«Horreur et stupéfaction». C’est ainsi que Philippe Chamorel décrit les émotions qui l’ont saisi le 11 mai dernier, lorsque la Caisse cantonale vaudoise de compensation AVS lui a fait parvenir une facture de près de 22 500 fr. Il ignorait jusqu’alors qu’en tant qu’héritier unique de sa maman, décédée le 29 août 2022 dans un EMS, il serait tenu de rembourser une partie des prestations complémentaires qu’elle avait perçues de son vivant. Un changement législatif, intervenu le 1er janvier 2021, en est la cause (voir encadré).
Si le Lausannois est sous le choc, c’est parce qu’il ne peut plus rien rembourser sur les quelques 70 000 francs d’héritage reçus sept mois plus tôt. Agé de 60 ans, ayant perdu son emploi et épuisé son droit au chômage, il a de bonne foi utilisé une grande partie de la somme pour payer ses dettes, et l’autre pour garder la tête hors de l’eau pendant quelques mois. Depuis le 1er mai 2023, il perçoit le revenu d’insertion. Une aide qui couvre tout juste ses besoins vitaux.
Lettre d’information classée dans le dossier
Mais notre lecteur est surtout en colère car il s’estime victime «d’un manque de communication institutionnel». Il est tombé des nues lorsqu’il a appris, après des mois, que la Caisse de compensation avait écrit à la justice de paix du district de Lausanne le 2 septembre 2022 déjà, soit quatre jours après la mort de sa mère. Elle souhaitait connaître la liste des héritiers, mais aussi qu’une copie de son courrier leur soit transmise pour qu’ils soient tenus informés de leur obligation de restitution. La justice de paix a versé le courrier au dossier de la succession, mais ne l’a pas fait suivre au lecteur.
La loi ne l’y contraint effectivement pas, même si le créancier est l’Etat. «En matière successorale, le rôle de la justice de paix est de délivrer le certificat d’héritier et de communiquer la liste des héritiers aux créanciers» nous répond le secrétariat de l’Ordre judiciaire vaudois. Ceux-ci doivent ensuite s’adresser aux héritiers directement. Quant à ces derniers, «ils ont en tout temps accès au dossier», précise encore la porte-parole, Liliane Beuggert.

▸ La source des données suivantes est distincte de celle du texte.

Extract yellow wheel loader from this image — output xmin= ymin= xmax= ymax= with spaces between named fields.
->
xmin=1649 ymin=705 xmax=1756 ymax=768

Pas d’exception de bonne foi
La Caisse de compensation relève des pratiques différentes selon les districts: «Nous avons appris récemment que certaines justices de paix ne transmettaient pas nos courriers d’information. Des démarches sont en cours pour harmoniser ces pratiques», indique Marie-Noëlle Heuzé, cheffe du Service des Prestations complémentaires.
Pour Philippe Chamorel, c’est ce manque de processus clair qui l’a mené dans l’impasse. «Si j’avais été au courant plus tôt de mon obligation de rembourser, j’aurais pu anticiper et éviter cette nouvelle dette. Aujourd’hui, j’ai perdu espoir que ma situation s’améliore.» Il n’a même pas pu faire valoir sa bonne foi: la loi est stricte et ne prévoit aucune annulation de la dette pour les héritiers d’une succession d’un bénéficiaire de prestations complémentaires.
Le sort de notre lecteur est à présent entre les mains de l’administration. Il vient d’apprendre qu’elle renonce provisoirement à le mettre aux poursuites, au vu de ses faibles revenus. Mais rien n’exclut qu’elle réclame sa créance dans les années qui viennent, s’il revient à meilleure fortune.
Silvia Diaz
Quand les héritiers doivent passer à la caisse
Les principes suivants s’appliquent au remboursement des prestations complémentaires AVS/AI au décès du bénéficiaire:
- Les héritiers ne doivent rétrocéder que la part de la succession qui dépasse 40 000 francs. Exemple: le bénéficiaire des prestations complémentaires a touché 70 000 fr. de prestations complémentaires. A son décès, sa fortune est de 50 000 fr. Les héritiers pourront garder 40 000 fr., et devront restituer 10 000 fr. à l’Etat (50 000 fr. – 40 000 fr.).
- Un remboursement n’est exigible qu’àla mort du deuxième conjoint.
- Les PC doivent être rétrocédées sur les dix années qui précèdent le décès du bénéficiaire. Mais les prestations perçues avant le 1er janvier 2021 ne sont pas exigibles.
- L’Autorité dispose d’un délai d’une année dès qu’elle a connaissance des héritiers pour réclamer un remboursement. Et au plus tard jusqu’à dix ans après le versement de la prestation.
- Il faut restituer les PC dans les trois mois qui suivent l’entrée en force de la décision de la Caisse de compensation. S’il faut vendre un ou des immeubles, le délai est prolongé à une année, mais trente jours au maximum dès le transfert de propriété.